You can also use src/notebooks/inference.ipynb
to check performance of the model. You can also use it to predict on new data.
To augument data you can use src/data_preprocessing/augument_data.py
script. You can run it with:
python src/data_preprocessing/data_augumentation.py [-p data/train.csv] \
[-s data/augumented_train.csv] \
[-m models/bert-base-uncased] \
[-a substitute] \
[-n 2] \
[--aug_min 1] \
[--aug_p 0.3]
As a result, you will get csv file with augumented data. Which will be save in --path_to_save_data
.
I made experiments for two DistilBERT base uncased model with different dataset and slightly altered hyperparameters.
In fist experiment I based one only on dataset from kaggle. I fine-tuned DistilBERT base uncased model with default hyperparameters. I used AdamW optimizer with learning rate 2e-5 and 3 epochs. I used 10% of data for validation. I used accuracy, precision, recall and f1 metrics. I got the following results:
Metric | Value |
---|---|
Accuracy | 0.827 |
Precision | 0.815 |
Recall | 0.786 |
F1 | 0.800 |
For more information about model you can check huggingface model card.

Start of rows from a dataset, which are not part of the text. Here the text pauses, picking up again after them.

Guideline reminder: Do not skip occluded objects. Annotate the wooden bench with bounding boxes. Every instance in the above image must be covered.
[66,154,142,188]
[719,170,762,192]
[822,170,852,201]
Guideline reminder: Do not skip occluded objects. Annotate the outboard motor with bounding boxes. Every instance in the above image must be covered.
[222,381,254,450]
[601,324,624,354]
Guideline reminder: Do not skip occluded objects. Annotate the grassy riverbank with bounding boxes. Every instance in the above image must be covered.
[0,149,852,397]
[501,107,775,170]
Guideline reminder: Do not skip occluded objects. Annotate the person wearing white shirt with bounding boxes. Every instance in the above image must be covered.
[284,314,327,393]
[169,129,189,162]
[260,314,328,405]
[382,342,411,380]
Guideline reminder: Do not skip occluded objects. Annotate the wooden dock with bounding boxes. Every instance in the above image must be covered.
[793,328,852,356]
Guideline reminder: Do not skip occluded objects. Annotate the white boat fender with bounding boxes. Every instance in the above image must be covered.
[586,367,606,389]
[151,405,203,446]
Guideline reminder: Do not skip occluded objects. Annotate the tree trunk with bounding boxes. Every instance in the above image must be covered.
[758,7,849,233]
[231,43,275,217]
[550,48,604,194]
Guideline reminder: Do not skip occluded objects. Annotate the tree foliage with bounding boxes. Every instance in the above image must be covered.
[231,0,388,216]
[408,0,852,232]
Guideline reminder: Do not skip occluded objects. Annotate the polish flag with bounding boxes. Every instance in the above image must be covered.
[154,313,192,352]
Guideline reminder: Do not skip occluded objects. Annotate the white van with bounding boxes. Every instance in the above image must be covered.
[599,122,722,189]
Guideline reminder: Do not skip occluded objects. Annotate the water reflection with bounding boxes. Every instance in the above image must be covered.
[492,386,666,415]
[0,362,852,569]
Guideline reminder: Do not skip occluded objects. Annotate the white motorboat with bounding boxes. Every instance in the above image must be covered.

In second experiment beyond kaggle dataset I used augumented. I fine-tuned DistilBERT base uncased model. I used this same hyperparameters as above. I used 10% of data for validation. I used accuracy, precision, recall and f1 metrics. I got the following results:
Metric | Value |
---|---|
Accuracy | 0.798 |
Precision | 0.801 |
Recall | 0.720 |
F1 | 0.759 |
For more information about model you can check huggingface model card.
I made submission with model both models and got the following results:
* models/finetuned-distilbert-base-uncased: 0.81857
* models/finetuned-distilbert-base-augumented: 0.80849
The results are very close to each other. It is interesting that augmentation of the data did not improve the results because in this variant there was twice as much training data. For the moment, the results of both models are in the top 20% of the ladder
I started experimenting with adding layers to the model src/model/utils/build_custom_transformer.py
and over tuning of training hyperparameters. However, I have not yet tested these ideas. I also plan to try other models, such as BERT, RoBERTa, XLNet, etc. I also plan to try to use other data augmentation techniques, such as backtranslation, etc.